Use the quadratic formula to find the real solutions:
2x/x-3 + 2/x = 3
I know I multiply both sides by x(x-3), but I don't know how to do that.
rewrite the equation as ...
[2x/(x-3)](x(x-3)) + [2/x](x(x-3)) = 3(x(x-3))
notice in the first term, x-3 on top cancels x-3 at the bottom, in the second term x on top cancels x at the bottom , to get ...
2x(x) + 2(x-3) = 3x^2 - 9x
2x^2 + 2x - 6 = 3x^2 - 9x
x^2 - 11x + 6 = 0
x = (11 ± √97)/2
thank you!
To solve the given equation, you need to first multiply both sides of the equation by the common denominator, which is x(x-3). Let's go through the steps:
1. Start with the equation: 2x/(x-3) + 2/x = 3.
2. Multiply both sides of the equation by the common denominator, x(x-3), to eliminate the denominators. The equation becomes:
x(x-3) * (2x/(x-3)) + x(x-3) * (2/x) = x(x-3) * 3.

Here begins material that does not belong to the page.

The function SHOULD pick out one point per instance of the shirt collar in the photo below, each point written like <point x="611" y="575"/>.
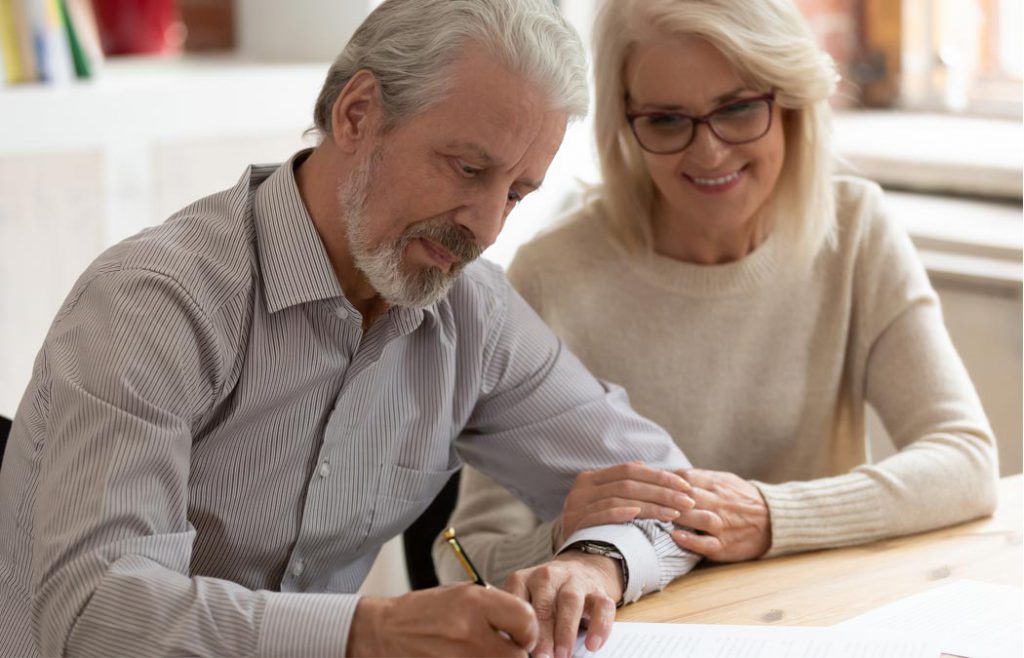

3. Simplify each term on both sides:
2x^2 + 2(x)(x-3) = 3x(x-3).
4. Expand and collect like terms:
2x^2 + 2x(x-3) = 3x^2 - 9x.
2x^2 + 2x^2 - 6x = 3x^2 - 9x.
4x^2 - 6x = 3x^2 - 9x.
5. Move all the terms to one side of the equation, so that the equation becomes quadratic:
4x^2 - 6x - 3x^2 + 9x = 0.
x^2 + 3x = 0.
6. Now, we have a quadratic equation of the form ax^2 + bx = 0, where a = 1 and b = 3. Apply the quadratic formula to find the values of x:
x = (-b ± √(b^2 - 4ac)) / (2a).
In this case, substitute a = 1, b = 3, and c = 0:
x = (-3 ± √(3^2 - 4(1)(0))) / (2(1)).
x = (-3 ± √(9)) / (2).
x = (-3 ± 3) / 2.
7. Simplify each root:
x1 = (-3 + 3) / 2 = 0 / 2 = 0.
x2 = (-3 - 3) / 2 = -6 / 2 = -3.
So, the real solutions to the quadratic equation 2x/(x-3) + 2/x = 3 are x = 0 and x = -3.